Рядом со мной торговали водой другие ребятишки, но мы не конкурировали, воды в колонках было много, солнце припекало, и базар собрался огромный…
Вечером мы с Люськой ждали маму с барахолки. Она пришла, обвела нас усталыми глазами и присела у стола, оставив у порога сумку.
— Как дела? — спросил я. — Что-нибудь продала?
— Нет, сынок, почти ничего. Вон возьмите в сумке помидоры и половину чурека. Поешьте…
— А я… Вот!
И тут же выложил на стол кучу рублевок. Их было около ста. Не так уж много по тем временам, но и это были деньги.
Не успела мама опомниться, как мы с Люськой, захлебываясь и перебивая друг друга, принялись рассказывать о том, как торговали водой.
Мать сложила деньги, тяжело вздохнула и сказала:
— Спасибо, сынок. Вот и ты помог мне. Только не надо больше… Ладно? Я договорилась тут у одних людей хату белить. Завтра начну. Они продуктами заплатят. А там алименты с отца принесут, как-нибудь проживем…
Водой я все-таки торговал еще несколько воскресений, в будничные дни это не имело смысла. Но таких поильцев «рубль — кружка» становилось все больше и больше. Заработки падали, как у рыбаков в затраленном и перетраленном районе промысла. В последний раз у меня купили пять или шесть кружек за день. А потом приехала бабушка и увезла нас на лето в совхоз.
…Есть мне не хотелось, но я заставил себя проглотить и суп, и кашу, и хлеб, а потом запил водой, которую мне принес надзиратель вместо чая. Вода была тепловатой, пахла хлоркой, имела металлический привкус. Не та вода, не моздокская, одним словом…
У меня пока не было ни книг, ни бумаги, ничего такого, что помогло бы убить время, и я принялся вспоминать, что делал в этот день в прошлом году, в позапрошлом и так далее.
А в это время Станислав Решевский, мой лучший друг, старый корабельный товарищ, бегал по городу и уговаривал маститых капитанов поставить подпись на письме прокурору республики с просьбой назначить новое рассмотрение дела. Он обращался даже к тем, кто был в составе комиссии, написавшей заключение для следствия и суда.
Решевский искренне хотел мне помочь, и не его вина, что письмо не имело последствий. Стас мне про случай этот вообще не писал, а сообщила обо всем Галка.
И все-таки, узнав в колонии об акции Стаса, задумался над тем, почему Женька Федоров, явно не любивший меня, да он и не пытался скрывать неприязни, сам пришел к Стасу, чтоб подписать прошение прокурору, а вот Александр Рябов, ходивший вроде как в моих друзьях, от подписи уклонился…

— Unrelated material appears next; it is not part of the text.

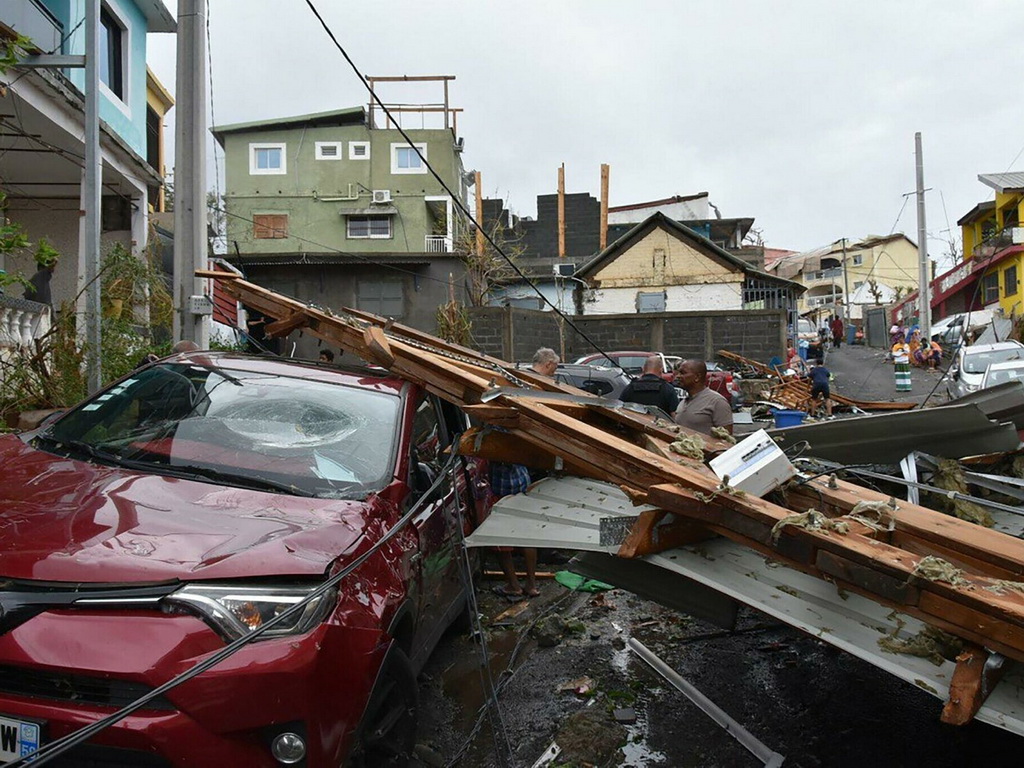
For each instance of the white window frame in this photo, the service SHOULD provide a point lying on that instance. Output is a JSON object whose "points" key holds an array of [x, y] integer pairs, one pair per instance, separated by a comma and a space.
{"points": [[120, 102], [338, 145], [395, 170], [254, 171], [348, 227], [351, 150]]}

Припомнился мне случай с Рябовым. Тогда, в Атлантике, внедряли в промысловую практику кошельковый лов сельди. Он давно уже привился на Дальнем Востоке, и норвежцы промышляли таким способом, а у нас пока дело не шло. Саша Рябов больше других капитанов носился с этой идеей, выступал в газете и на совещаниях, ссылался на свой опыт: он плавал в Охотском море штурманом на сейнерах. Начальство Сашу заметило, полетел Рябов в Находку стажироваться у приморских капитанов. А когда вернулся, отправили его на экспериментальный лов. Ловили мы в одном квадрате, только я — по старинке, а Рябов — кошельком. Сделали ему поворотную площадку на корме для невода, снабдили всем необходимым, и стал он гоняться за косяками.
Но дело у Рябова не клеилось. И каждый день на радиосовете капитанов мы слышали его голос, сообщавший: «колеса», «колеса», ноль-ноль, значит…
Однажды, когда оказались рядом, я крикнул Рябову в мегафон, что собираюсь к нему в гости. Море было штилевое, мы подошли к рябовскому траулеру лагом, я перескочил на борт, приказав старпому лечь в дрейф неподалеку.
— Ну что, Сашок? — спросил я Рябова, когда мы уселись у него в каюте. — Не ловится?